Filtration is a mechanical or physical operation which is used for the separation of solids from fluids (liquids or gases) by interposing a medium to fluid flow through which the fluid can pass, but the solids (or at least part of the solids) in the fluid are retained. It has to be emphasized that the separation is NOT complete, and it will depend on the pore size and the thickness of the medium as well as the mechanisms that occur during filtration.

Filtration is used for the purification of fluids: for instance separating dust from the atmosphere to clean ambient air.

Filtration, as a physical operation is very important in chemistry for the separation of materials of different chemical composition in solution (or solids which can be dissolved) by first using a reagent to precipitate one of the materials and then use a filter to separate the solid from the other material(s).

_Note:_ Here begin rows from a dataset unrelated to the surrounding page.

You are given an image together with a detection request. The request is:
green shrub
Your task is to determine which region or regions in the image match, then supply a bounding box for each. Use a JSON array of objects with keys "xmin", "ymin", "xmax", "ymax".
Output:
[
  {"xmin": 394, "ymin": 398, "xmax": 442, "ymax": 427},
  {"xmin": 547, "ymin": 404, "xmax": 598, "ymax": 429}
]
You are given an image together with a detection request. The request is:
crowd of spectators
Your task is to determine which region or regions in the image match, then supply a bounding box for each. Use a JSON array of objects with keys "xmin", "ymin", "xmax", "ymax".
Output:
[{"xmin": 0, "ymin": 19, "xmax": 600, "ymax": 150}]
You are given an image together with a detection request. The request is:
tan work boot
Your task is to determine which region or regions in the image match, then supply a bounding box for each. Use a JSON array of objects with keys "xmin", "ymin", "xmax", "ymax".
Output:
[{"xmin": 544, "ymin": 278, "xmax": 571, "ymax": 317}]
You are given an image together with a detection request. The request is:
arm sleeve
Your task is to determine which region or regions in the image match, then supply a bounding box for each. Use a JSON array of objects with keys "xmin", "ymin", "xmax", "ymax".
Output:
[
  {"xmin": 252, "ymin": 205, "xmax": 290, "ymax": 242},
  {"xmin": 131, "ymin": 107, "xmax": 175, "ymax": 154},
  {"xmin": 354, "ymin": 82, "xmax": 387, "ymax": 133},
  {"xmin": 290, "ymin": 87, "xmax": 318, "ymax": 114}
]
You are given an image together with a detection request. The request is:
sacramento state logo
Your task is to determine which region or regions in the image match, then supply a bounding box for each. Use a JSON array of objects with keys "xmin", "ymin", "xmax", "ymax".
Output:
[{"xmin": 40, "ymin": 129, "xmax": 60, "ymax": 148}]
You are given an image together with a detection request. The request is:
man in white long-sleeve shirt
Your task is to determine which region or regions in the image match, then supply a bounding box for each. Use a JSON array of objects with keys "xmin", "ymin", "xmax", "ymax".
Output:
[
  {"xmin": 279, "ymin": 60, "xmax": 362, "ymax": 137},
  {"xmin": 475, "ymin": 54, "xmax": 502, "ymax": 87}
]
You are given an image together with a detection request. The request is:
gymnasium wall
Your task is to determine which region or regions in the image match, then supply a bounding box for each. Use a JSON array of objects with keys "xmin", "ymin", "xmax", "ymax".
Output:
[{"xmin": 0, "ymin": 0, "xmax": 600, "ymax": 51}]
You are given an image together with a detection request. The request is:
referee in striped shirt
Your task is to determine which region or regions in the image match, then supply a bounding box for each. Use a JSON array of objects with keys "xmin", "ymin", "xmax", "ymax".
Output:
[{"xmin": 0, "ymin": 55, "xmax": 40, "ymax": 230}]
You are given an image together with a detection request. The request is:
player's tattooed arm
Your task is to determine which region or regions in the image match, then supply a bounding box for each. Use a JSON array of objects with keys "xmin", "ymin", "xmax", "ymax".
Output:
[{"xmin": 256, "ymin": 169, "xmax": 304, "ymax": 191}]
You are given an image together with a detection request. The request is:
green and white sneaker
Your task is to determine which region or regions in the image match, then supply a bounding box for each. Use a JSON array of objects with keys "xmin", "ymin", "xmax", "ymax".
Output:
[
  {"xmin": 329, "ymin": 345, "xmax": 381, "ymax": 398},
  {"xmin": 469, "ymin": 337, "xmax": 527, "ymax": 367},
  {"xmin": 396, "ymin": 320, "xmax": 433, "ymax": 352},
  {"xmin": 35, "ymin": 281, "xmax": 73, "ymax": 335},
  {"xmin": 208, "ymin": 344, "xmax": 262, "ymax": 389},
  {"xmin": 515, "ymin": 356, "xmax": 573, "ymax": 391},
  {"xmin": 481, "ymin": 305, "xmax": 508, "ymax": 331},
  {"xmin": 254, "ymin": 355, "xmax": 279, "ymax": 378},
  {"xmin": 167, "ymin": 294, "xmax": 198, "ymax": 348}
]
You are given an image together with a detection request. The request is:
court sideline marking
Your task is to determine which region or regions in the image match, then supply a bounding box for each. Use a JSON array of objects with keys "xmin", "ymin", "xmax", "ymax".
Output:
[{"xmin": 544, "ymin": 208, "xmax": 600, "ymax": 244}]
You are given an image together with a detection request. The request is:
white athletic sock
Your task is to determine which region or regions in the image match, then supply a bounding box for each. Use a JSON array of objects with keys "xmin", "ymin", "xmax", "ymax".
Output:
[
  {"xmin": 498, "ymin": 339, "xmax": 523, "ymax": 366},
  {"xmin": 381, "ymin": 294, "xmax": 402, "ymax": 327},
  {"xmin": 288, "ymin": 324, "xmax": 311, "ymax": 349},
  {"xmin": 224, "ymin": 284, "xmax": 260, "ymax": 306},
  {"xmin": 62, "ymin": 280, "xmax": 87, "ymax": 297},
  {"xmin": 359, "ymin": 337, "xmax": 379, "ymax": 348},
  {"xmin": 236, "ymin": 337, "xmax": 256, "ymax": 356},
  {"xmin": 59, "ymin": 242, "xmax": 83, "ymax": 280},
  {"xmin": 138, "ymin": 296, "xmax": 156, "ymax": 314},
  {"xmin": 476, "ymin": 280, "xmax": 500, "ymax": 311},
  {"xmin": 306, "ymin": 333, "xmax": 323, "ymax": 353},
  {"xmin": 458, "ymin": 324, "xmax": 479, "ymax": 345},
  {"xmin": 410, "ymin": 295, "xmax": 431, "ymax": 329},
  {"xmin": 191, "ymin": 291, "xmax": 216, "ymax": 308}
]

Filtration is also important and widely used as one of the unit operations of chemical engineering.

It is important not to confuse filtration with sieving. In sieving there is only a single layer of medium where size separation occurs purely by the fact that the fraction of the particulate solid matter which is too large to be able to pass through the holes of the sieve, scientifically called oversize are retained. In filtration a multilayer medium is involved, where other mechanisms are included as well, for instance direct interception, diffusion and centrifugal action, where in this latter those particles, which are unable to follow the tortuous channels of the filter will also adhere to the structure of the medium and are retained.

Depending on the application, either one or both of the components may be isolated. The filtration process separates particles and fluid from a suspension, and the fluid can be either a liquid or a gas (or a supercritical fluid). To separate a mixture of chemical compounds, a solvent is chosen which dissolves one component, while not dissolving the other. By dissolving the mixture in the chosen solvent, one component will go into the solution and pass through the filter, while the other will be retained. This is one of the most important techniques used by chemists to purify compounds.

Filtration also cleans up water streams or other river streams. Furnaces use filtration to prevent the furnace elements from fouling with particulates. Pneumatic conveying systems often employ filtration to stop or slow the flow of material that is transported, through the use of a bag house.